There exists a bound for $\nu$ and it is:

$$ \min_k{\nu_k} \lt \nu \le \sum_{k=1}^m \nu_k $$

We have already seen in what scenario the inequality on the right is an equality. It is the scenario in which the Welch-Satterthwaite approximation is exactly correct.

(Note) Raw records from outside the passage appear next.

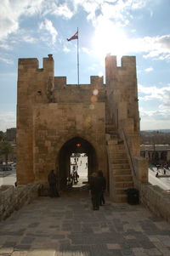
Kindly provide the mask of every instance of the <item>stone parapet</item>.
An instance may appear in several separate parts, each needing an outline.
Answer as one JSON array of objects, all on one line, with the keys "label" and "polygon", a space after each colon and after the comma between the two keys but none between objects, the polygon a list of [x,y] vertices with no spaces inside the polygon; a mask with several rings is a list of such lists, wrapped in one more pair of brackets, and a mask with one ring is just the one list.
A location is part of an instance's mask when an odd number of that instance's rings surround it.
[{"label": "stone parapet", "polygon": [[39,185],[5,185],[0,187],[0,221],[38,196]]}]

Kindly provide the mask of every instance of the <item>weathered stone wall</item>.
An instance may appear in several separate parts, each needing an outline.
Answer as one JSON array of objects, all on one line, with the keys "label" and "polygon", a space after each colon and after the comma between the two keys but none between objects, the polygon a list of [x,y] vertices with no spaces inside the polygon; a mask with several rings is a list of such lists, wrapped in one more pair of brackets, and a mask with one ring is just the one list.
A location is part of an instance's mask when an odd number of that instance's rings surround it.
[{"label": "weathered stone wall", "polygon": [[140,201],[155,215],[170,223],[170,191],[148,183],[140,185]]},{"label": "weathered stone wall", "polygon": [[56,168],[59,151],[70,139],[81,137],[93,145],[99,159],[99,168],[106,171],[105,104],[51,103],[34,109],[35,182],[44,183]]},{"label": "weathered stone wall", "polygon": [[0,221],[38,196],[38,185],[0,186]]}]

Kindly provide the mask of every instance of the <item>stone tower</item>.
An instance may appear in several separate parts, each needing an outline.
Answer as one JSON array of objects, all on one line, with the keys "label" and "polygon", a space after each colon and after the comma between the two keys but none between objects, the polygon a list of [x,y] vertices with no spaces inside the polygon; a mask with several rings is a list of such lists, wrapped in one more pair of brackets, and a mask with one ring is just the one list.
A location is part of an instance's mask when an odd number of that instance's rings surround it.
[{"label": "stone tower", "polygon": [[[17,100],[17,182],[47,182],[51,169],[65,188],[71,152],[85,152],[88,177],[102,169],[115,202],[126,201],[125,189],[147,181],[139,151],[136,61],[133,56],[105,59],[103,77],[90,84],[67,84],[54,77],[52,54],[20,59]],[[81,147],[77,148],[79,143]]]}]

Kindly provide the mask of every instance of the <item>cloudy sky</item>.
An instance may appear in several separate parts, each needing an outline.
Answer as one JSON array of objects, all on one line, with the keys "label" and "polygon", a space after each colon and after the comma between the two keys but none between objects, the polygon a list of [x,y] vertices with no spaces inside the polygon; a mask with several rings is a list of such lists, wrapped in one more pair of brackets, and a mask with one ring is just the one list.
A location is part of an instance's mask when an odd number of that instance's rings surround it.
[{"label": "cloudy sky", "polygon": [[16,127],[19,58],[52,54],[55,77],[105,76],[106,54],[136,55],[141,130],[170,128],[170,0],[1,0],[0,130]]}]

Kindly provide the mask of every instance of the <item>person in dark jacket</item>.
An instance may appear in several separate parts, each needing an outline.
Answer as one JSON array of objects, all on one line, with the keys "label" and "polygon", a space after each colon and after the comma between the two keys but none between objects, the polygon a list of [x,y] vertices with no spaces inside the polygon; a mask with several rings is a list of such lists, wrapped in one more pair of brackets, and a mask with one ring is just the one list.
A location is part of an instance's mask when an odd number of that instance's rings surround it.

First the left inequality. Recall,

$$ \nu = \frac{\alpha^2}{\sum_{k=1}^m \frac{(a_k \sigma^2_k)^2}{\nu_k} } $$

Let $$ \nu^* := \min_k{\nu_k} $$ Then $$ \nu \ge \frac{\alpha^2}{\frac{1}{\nu^*} \sum_{k=1}^m a_k \sigma^2_k } = \nu^* \alpha $$ $$ \implies \nu \gt \nu^* $$

The right inequality can be proven with Cauchy-Schwarz. Define vectors:

$$ u := ( \sqrt{\nu_1} \dots \sqrt{\nu_m}) $$

$$ v := \Big(\frac{a_1 \sigma_1^2}{\sqrt{\nu_1}} \dots \frac{a_m \sigma_m^2}{\sqrt{\nu_m}} \Big) $$

with Cauchy-Schwarz we have $$ (u \cdot v)^2 \le (u\cdot u) (v \cdot v) \\ $$ $$ \implies \alpha^2 = \Big( \sum_{k=1}^m a_k \sigma_k^2 \Big)^2 \le \Big(\sum_{k=1}^m \nu_k \Big) \Big( \sum_{k=1}^m \frac{(a_k \sigma_k^2)^2}{\nu_1} \Big) $$ $$ \implies \nu = \frac{\alpha^2}{\sum_{k=1}^m \frac{(a_k \sigma_k^2)^2}{\nu_1}} \le \sum_{k=1}^m \nu_k $$

Conclusions

There is a scenario s.t. the Welch-Satterthwaite approximation is exactly correct. There exists a (not very tight) bound for the degrees of freedom. Also, it was mentioned elsewhere that the 1st and 2nd moments match (so I do not prove this). It was also mentioned elsewhere that the $\sigma_k^2$ terms tend to be unknown and are thus replaced with the $S_k^2$ hence why the $\nu$ stated in my post is different.

It should be noted that this still does not provide us a way to tell us how "good" the Welch-Satterthwaite approximation is if our condition ($\forall k, \frac{a_k \sigma_k^2}{n_k-1} = c$) is not true.